The Organ Mountains–Desert Peaks National Monument is a United States national monument in the state of New Mexico, managed by the Bureau of Land Management as part of the National Landscape Conservation System.

Description

The  monument is located in the Mesilla Valley in southern New Mexico, surrounding the city of Las Cruces in Doña Ana County. The protected area includes several mountain ranges of the Chihuahuan Desert. The five identified as being within the national monument are the Robledo Mountains, Sierra de las Uvas, Doña Ana Mountains, Organ Mountains and Potrillo Mountains. The Prehistoric Trackways National Monument is nearby. The monument protects a large variety of geological, paleontological and archaeological resources.

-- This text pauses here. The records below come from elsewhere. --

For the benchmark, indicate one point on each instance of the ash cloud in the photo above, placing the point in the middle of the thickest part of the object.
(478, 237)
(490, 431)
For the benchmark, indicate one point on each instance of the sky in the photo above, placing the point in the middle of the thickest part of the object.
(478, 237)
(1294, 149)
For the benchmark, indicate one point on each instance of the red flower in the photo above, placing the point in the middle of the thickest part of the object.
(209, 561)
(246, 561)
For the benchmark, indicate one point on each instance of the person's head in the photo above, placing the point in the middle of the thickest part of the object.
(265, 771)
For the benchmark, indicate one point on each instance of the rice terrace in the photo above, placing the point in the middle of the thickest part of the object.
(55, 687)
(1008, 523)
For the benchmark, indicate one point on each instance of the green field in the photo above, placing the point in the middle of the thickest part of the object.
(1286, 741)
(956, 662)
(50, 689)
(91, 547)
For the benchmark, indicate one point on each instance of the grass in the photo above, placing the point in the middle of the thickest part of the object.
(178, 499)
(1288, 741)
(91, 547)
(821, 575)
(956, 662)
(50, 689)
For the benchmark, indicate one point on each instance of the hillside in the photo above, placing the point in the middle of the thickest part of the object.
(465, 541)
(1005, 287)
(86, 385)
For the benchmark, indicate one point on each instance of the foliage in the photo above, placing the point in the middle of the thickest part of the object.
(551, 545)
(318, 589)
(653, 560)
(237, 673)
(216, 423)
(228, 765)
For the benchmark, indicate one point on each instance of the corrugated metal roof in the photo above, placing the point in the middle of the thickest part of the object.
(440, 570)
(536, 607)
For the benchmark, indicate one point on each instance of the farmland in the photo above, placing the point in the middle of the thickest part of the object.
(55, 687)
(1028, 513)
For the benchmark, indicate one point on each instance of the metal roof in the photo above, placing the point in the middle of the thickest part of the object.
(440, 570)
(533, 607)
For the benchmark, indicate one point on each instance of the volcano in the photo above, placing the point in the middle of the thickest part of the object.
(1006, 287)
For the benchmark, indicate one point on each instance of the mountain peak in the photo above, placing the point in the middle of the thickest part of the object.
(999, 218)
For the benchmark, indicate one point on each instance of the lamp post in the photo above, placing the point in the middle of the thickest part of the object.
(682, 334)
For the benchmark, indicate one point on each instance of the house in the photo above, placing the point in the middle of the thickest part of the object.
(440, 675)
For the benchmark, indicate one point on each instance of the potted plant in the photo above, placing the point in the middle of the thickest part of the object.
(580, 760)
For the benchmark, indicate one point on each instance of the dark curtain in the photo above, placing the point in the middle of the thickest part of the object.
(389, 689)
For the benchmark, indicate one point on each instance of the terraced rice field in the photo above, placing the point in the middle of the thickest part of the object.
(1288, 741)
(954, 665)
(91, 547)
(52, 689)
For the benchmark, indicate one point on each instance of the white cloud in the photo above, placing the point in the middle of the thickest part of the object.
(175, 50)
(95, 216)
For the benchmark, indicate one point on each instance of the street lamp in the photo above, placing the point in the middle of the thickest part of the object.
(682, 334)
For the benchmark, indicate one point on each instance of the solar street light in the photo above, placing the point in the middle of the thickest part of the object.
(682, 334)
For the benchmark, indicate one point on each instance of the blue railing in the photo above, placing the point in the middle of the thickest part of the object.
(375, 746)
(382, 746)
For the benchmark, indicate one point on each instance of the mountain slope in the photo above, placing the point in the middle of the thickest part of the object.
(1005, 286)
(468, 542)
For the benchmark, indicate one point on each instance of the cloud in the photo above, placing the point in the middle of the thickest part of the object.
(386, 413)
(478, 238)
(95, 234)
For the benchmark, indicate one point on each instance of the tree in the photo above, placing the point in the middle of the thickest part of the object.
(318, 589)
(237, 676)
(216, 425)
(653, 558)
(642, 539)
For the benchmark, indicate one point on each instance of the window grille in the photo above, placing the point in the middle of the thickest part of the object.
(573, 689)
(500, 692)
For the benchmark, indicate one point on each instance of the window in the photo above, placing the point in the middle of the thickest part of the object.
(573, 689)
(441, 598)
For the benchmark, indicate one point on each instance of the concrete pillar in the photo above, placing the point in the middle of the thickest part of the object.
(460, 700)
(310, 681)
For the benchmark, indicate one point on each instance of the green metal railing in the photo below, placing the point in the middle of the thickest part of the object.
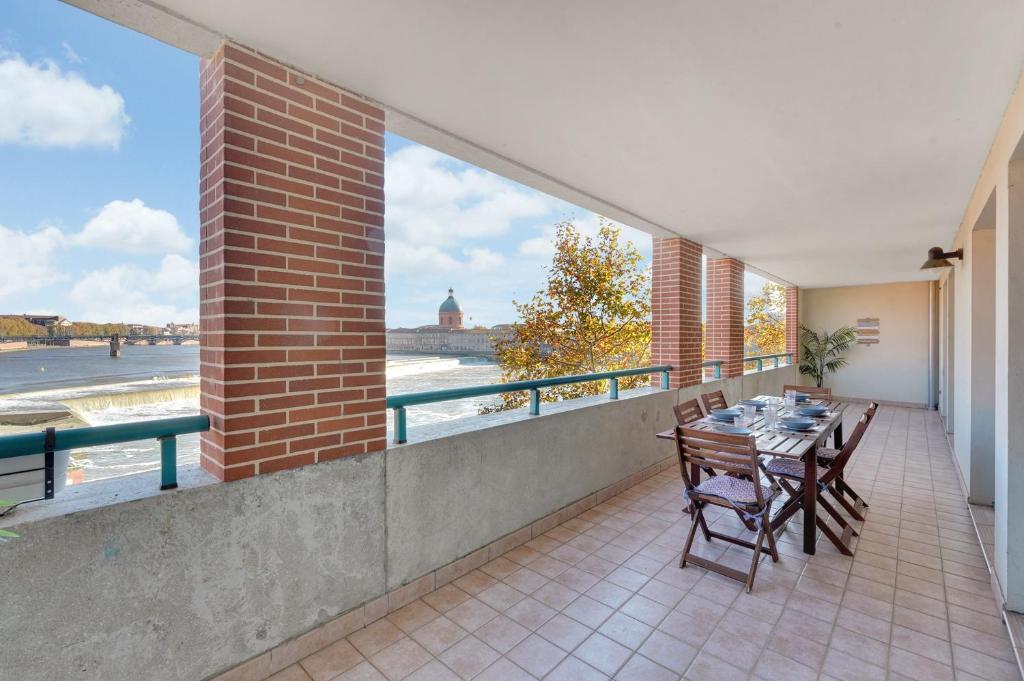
(399, 402)
(760, 359)
(714, 364)
(759, 362)
(165, 430)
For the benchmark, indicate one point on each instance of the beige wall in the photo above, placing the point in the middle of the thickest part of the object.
(896, 369)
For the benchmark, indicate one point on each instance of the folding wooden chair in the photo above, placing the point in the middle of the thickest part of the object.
(687, 413)
(714, 400)
(793, 470)
(826, 458)
(740, 490)
(814, 391)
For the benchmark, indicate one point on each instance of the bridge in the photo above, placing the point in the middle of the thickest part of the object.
(115, 340)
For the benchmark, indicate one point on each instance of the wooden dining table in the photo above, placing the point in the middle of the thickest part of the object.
(791, 444)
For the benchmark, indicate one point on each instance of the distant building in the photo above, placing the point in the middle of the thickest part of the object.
(450, 313)
(54, 324)
(448, 336)
(189, 329)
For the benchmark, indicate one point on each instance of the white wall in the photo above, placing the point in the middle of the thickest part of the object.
(974, 365)
(896, 369)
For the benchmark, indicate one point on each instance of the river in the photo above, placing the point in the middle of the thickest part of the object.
(89, 387)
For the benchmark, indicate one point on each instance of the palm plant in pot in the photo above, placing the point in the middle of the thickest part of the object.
(821, 353)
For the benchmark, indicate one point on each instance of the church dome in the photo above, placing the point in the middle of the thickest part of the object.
(451, 304)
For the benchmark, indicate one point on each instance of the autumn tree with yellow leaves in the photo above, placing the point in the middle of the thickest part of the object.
(594, 315)
(765, 329)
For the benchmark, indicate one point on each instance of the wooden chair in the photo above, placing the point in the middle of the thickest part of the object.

President Barack Obama designated the monument on May 21, 2014. Half of the monument is designated wilderness and closed to development or motorized use.

Protected areas
Organ Mountains–Desert Peaks protects many archaeological and cultural sites of interest. Before the Gadsden Purchase of 1853, this land included the border between Mexico and the United States. The Aden Lava Flow Wilderness is here and there are 243 known archaeological sites within the monument, including some of the earliest Native American settlements and petroglyphs known from three different tribes. The land also includes Shelter Cave and Conkling Cavern. Fossils of ground sloths have been found in the area.

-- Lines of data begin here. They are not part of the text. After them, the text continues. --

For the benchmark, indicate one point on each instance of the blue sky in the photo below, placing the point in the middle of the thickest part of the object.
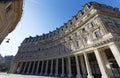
(42, 16)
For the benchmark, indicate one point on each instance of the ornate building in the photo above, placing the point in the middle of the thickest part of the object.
(87, 46)
(10, 14)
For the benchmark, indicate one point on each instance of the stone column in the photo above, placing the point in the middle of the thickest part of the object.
(116, 52)
(37, 67)
(51, 70)
(46, 69)
(28, 70)
(88, 66)
(56, 70)
(83, 66)
(15, 67)
(33, 68)
(24, 68)
(77, 67)
(20, 67)
(62, 75)
(69, 67)
(41, 72)
(106, 62)
(101, 64)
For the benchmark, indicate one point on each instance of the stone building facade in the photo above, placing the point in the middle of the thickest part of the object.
(87, 46)
(10, 14)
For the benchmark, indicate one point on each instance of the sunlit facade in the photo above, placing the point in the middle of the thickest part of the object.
(87, 46)
(10, 14)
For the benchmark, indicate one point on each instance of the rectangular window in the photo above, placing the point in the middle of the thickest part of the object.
(97, 34)
(8, 8)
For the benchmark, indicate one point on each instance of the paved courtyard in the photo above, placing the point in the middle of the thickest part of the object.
(5, 75)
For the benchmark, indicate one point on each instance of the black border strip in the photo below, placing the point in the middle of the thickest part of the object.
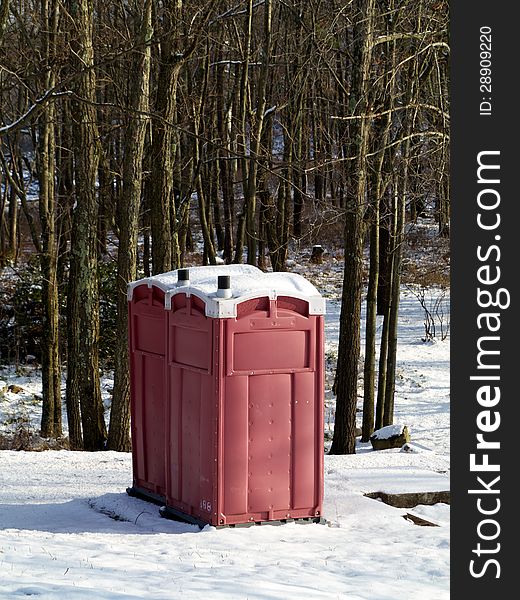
(474, 131)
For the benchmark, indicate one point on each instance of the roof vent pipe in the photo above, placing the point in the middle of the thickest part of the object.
(224, 286)
(183, 277)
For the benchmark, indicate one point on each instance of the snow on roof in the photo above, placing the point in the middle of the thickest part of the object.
(246, 282)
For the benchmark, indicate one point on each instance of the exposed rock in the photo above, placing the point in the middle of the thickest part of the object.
(419, 520)
(411, 499)
(391, 436)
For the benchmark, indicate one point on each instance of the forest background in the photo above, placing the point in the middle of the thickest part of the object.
(141, 136)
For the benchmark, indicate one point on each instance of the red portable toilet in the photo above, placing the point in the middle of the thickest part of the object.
(227, 378)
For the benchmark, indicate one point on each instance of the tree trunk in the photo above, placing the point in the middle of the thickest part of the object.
(83, 387)
(51, 422)
(128, 214)
(344, 440)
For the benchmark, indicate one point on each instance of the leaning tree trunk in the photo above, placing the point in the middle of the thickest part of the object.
(128, 214)
(344, 439)
(51, 422)
(83, 388)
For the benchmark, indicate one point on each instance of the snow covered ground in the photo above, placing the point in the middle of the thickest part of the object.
(68, 530)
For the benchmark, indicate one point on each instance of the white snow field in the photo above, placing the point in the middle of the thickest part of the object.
(68, 530)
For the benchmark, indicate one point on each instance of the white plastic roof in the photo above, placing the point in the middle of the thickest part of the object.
(246, 282)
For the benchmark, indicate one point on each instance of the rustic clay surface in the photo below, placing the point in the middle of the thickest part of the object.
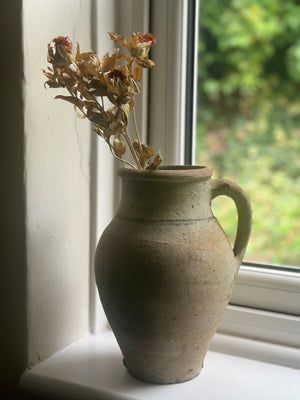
(165, 270)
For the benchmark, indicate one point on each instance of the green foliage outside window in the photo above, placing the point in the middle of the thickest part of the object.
(249, 113)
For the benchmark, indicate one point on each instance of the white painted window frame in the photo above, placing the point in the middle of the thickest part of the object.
(266, 300)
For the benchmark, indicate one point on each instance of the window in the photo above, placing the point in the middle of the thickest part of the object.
(264, 304)
(248, 116)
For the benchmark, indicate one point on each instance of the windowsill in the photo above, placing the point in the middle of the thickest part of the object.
(92, 369)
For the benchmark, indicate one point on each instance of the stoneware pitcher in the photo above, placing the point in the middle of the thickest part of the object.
(165, 269)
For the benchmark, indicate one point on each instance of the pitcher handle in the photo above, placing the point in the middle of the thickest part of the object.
(231, 189)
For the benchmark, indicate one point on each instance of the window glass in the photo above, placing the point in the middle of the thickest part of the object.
(248, 117)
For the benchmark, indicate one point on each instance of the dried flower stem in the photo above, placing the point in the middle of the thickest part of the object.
(135, 126)
(125, 134)
(90, 81)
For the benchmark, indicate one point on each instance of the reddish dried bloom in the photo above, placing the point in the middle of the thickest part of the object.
(60, 51)
(148, 38)
(117, 73)
(64, 40)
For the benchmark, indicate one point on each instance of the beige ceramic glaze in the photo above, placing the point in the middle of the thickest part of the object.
(165, 269)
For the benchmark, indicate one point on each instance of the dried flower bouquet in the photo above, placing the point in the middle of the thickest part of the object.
(89, 80)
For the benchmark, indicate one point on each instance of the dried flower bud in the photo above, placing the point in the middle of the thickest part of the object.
(148, 38)
(119, 146)
(60, 52)
(139, 44)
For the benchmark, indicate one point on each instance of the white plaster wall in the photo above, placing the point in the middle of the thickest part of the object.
(57, 178)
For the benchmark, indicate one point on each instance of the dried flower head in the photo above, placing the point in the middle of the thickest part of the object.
(89, 80)
(60, 51)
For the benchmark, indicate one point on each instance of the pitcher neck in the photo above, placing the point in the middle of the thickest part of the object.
(168, 194)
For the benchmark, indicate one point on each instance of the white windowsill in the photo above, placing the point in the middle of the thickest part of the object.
(92, 369)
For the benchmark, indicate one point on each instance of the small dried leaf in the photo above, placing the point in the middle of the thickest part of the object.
(136, 87)
(108, 63)
(137, 73)
(145, 62)
(71, 99)
(52, 84)
(147, 151)
(119, 146)
(121, 40)
(155, 163)
(137, 147)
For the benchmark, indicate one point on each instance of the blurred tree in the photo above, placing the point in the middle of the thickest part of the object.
(249, 113)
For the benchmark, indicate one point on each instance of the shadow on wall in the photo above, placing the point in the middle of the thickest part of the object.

More recently the land was used by William H. Bonney, better known as the outlaw Billy the Kid, and Geronimo, a leader during the Apache Wars, both of whom lived in various parts of New Mexico in the 19th century. It is said that Billy the Kid visited "Outlaw Rock", and there is a cave known as "Geronimo's Rock". The monument also includes  of the historic Butterfield Stagecoach Trail.

The monument includes sites where World War II bombers practiced their targeting, as well as Kilbourne Hole in the Potrillo volcanic field, where American astronauts trained for lunar missions in the 1960s.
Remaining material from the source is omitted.